Another part of the Spanish copyright law orders websites to remove links to pirated content without a court order, simply at the copyright holder's request, and imposes the same 600,000-euro fine for failure to do that. It's even less reasonable than the news royalty: If Google removes all the offending links, it will be harder for copyright holders to find pirate sites. Information about them will spread on social networks and by word of mouth.
The Internet is much bigger than Google, which is why all the attempts to control it through the leading search engine -- including the infamous "right to be forgotten," which people now attempt to use to remove bad reviews of their work -- are doomed. Even Google itself is hard to squeeze, but if someday the pressure becomes unbearable for it, hundreds of alternative content distribution systems will spring up, as they did in the pre-Google era.

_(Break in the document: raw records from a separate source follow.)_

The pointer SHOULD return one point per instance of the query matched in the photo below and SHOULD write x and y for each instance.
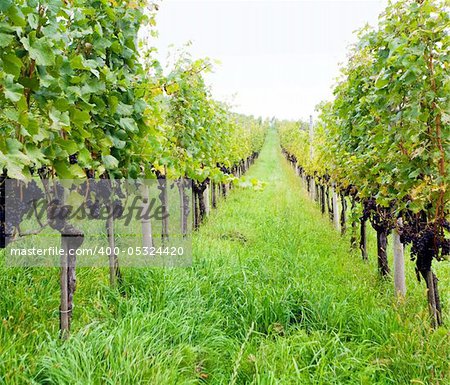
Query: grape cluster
(73, 159)
(427, 239)
(380, 217)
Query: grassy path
(274, 297)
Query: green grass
(274, 296)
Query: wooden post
(206, 195)
(335, 208)
(114, 272)
(147, 236)
(213, 195)
(64, 316)
(399, 263)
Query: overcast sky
(278, 58)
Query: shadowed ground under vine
(274, 296)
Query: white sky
(278, 58)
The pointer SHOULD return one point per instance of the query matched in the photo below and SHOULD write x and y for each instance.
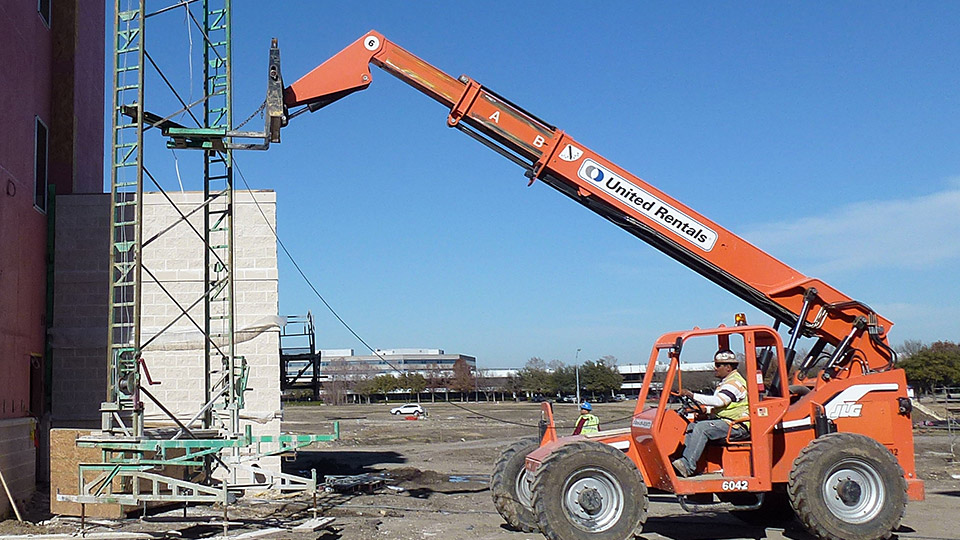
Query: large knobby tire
(848, 486)
(589, 490)
(510, 486)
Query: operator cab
(739, 463)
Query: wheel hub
(590, 500)
(849, 492)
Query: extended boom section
(808, 306)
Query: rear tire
(510, 486)
(849, 487)
(589, 490)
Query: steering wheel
(689, 404)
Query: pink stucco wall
(55, 74)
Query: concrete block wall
(175, 358)
(18, 461)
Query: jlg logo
(844, 404)
(844, 410)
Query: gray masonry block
(176, 259)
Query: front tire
(510, 486)
(589, 490)
(849, 487)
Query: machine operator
(730, 407)
(587, 423)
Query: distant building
(391, 362)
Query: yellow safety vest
(591, 424)
(736, 411)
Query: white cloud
(909, 233)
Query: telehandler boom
(835, 447)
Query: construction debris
(358, 483)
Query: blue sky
(826, 134)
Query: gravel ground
(442, 464)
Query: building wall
(175, 359)
(55, 74)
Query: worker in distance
(730, 409)
(587, 423)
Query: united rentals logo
(647, 204)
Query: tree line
(930, 366)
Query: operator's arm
(724, 395)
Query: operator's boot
(681, 466)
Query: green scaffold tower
(211, 456)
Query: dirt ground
(437, 473)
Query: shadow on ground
(339, 462)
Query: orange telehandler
(830, 436)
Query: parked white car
(414, 409)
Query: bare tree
(909, 348)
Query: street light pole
(576, 363)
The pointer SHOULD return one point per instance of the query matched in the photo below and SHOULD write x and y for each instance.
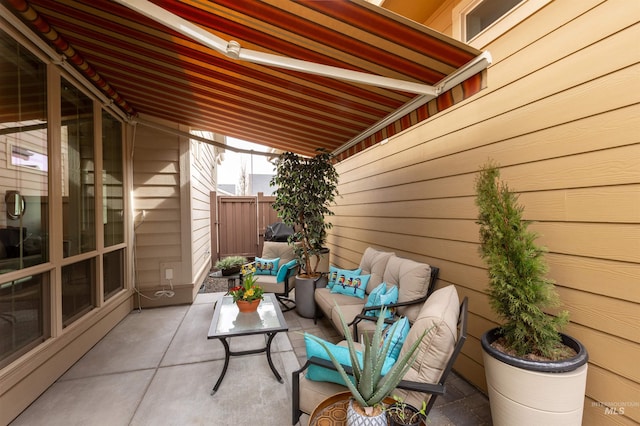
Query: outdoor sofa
(414, 282)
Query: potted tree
(306, 188)
(535, 374)
(367, 386)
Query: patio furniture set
(404, 286)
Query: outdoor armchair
(446, 322)
(283, 280)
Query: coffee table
(229, 322)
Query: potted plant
(535, 374)
(402, 414)
(230, 265)
(367, 385)
(306, 188)
(247, 296)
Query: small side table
(305, 302)
(333, 410)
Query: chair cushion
(266, 266)
(382, 295)
(440, 311)
(340, 352)
(336, 273)
(283, 269)
(351, 284)
(412, 279)
(397, 332)
(374, 262)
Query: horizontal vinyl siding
(156, 190)
(202, 183)
(562, 117)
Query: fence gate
(238, 224)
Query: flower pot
(409, 411)
(244, 306)
(357, 418)
(525, 392)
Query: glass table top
(229, 321)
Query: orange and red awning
(148, 68)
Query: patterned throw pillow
(397, 332)
(334, 273)
(341, 353)
(351, 284)
(266, 266)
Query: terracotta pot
(245, 306)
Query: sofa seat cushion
(439, 315)
(412, 279)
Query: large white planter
(523, 392)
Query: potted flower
(230, 265)
(247, 295)
(535, 374)
(306, 188)
(367, 385)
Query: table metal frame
(224, 310)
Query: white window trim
(516, 15)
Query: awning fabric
(150, 69)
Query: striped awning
(146, 67)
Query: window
(113, 272)
(479, 22)
(78, 290)
(112, 184)
(78, 204)
(24, 224)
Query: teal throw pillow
(266, 266)
(282, 271)
(397, 332)
(351, 284)
(341, 353)
(382, 295)
(334, 273)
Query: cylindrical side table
(305, 287)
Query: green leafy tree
(518, 289)
(306, 188)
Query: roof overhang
(296, 76)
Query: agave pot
(524, 392)
(355, 418)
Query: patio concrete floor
(157, 368)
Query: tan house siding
(203, 181)
(157, 210)
(562, 116)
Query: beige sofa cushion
(374, 262)
(440, 311)
(412, 279)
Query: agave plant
(369, 388)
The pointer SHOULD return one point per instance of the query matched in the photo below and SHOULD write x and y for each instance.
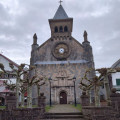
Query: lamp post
(50, 91)
(74, 79)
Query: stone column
(11, 101)
(85, 100)
(115, 99)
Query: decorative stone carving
(61, 50)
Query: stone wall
(22, 114)
(61, 82)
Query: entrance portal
(63, 98)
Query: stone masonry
(61, 58)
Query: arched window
(56, 29)
(61, 29)
(65, 29)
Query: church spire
(85, 36)
(60, 2)
(60, 14)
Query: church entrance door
(63, 98)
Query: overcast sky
(20, 19)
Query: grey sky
(20, 19)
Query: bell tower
(61, 25)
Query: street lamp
(50, 79)
(74, 79)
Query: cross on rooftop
(60, 2)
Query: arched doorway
(63, 98)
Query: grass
(2, 107)
(47, 108)
(79, 107)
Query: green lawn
(47, 108)
(2, 107)
(79, 107)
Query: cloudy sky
(20, 19)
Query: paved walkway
(63, 109)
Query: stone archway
(63, 97)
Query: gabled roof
(60, 14)
(9, 60)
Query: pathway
(63, 109)
(64, 112)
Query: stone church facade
(62, 59)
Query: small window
(117, 81)
(65, 29)
(56, 29)
(61, 29)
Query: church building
(63, 60)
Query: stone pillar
(85, 100)
(115, 99)
(11, 101)
(41, 101)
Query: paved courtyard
(63, 109)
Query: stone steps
(61, 116)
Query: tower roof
(60, 14)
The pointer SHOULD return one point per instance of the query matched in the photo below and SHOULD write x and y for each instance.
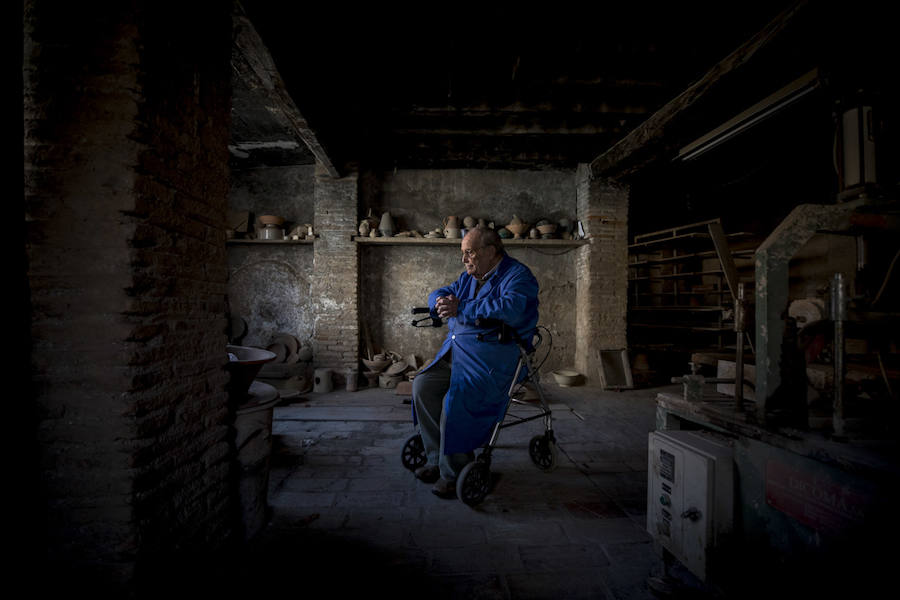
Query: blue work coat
(482, 371)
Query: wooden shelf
(243, 242)
(709, 328)
(676, 275)
(509, 243)
(673, 308)
(683, 257)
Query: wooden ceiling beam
(252, 61)
(651, 140)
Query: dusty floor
(348, 517)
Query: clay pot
(271, 220)
(386, 227)
(517, 229)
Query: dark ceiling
(480, 86)
(501, 86)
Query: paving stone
(338, 488)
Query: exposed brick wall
(602, 267)
(126, 132)
(335, 277)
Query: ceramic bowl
(566, 377)
(517, 229)
(243, 365)
(271, 220)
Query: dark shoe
(444, 488)
(428, 473)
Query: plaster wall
(421, 198)
(269, 285)
(286, 191)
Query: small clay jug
(387, 225)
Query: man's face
(477, 258)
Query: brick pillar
(335, 277)
(601, 287)
(127, 114)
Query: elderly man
(459, 396)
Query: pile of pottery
(289, 367)
(374, 367)
(388, 370)
(454, 227)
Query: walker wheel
(473, 483)
(543, 452)
(413, 455)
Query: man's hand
(446, 306)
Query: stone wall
(269, 285)
(421, 199)
(126, 131)
(335, 276)
(286, 191)
(602, 267)
(397, 278)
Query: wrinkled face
(477, 258)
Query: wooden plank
(421, 241)
(725, 258)
(649, 140)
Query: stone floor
(348, 518)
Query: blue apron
(482, 371)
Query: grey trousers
(429, 389)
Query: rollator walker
(474, 481)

Perhaps the only way to help content producers cope with the Internet's intrinsic leakiness would be to charge an Internet access tax like the one Hungary attempted to introduce last month but scrapped in the face of mass protests. If a way could be found to channel such a fee equitably to content creators, it might turn out to be a more popular levy than the one Hungarian Prime Minister Viktor Orban wanted to use to cut budget deficits.
Such a tax, however, would give rise to more tricky issues, such as state support for the media and the fact that many people would effectively be forced to pay twice for some content, first as taxpayers and then as subscribers or buyers. It might be a better idea simply to accept reality, leave Google alone, and work on refining the business models of content creators -- many of which are, after all, still profitable.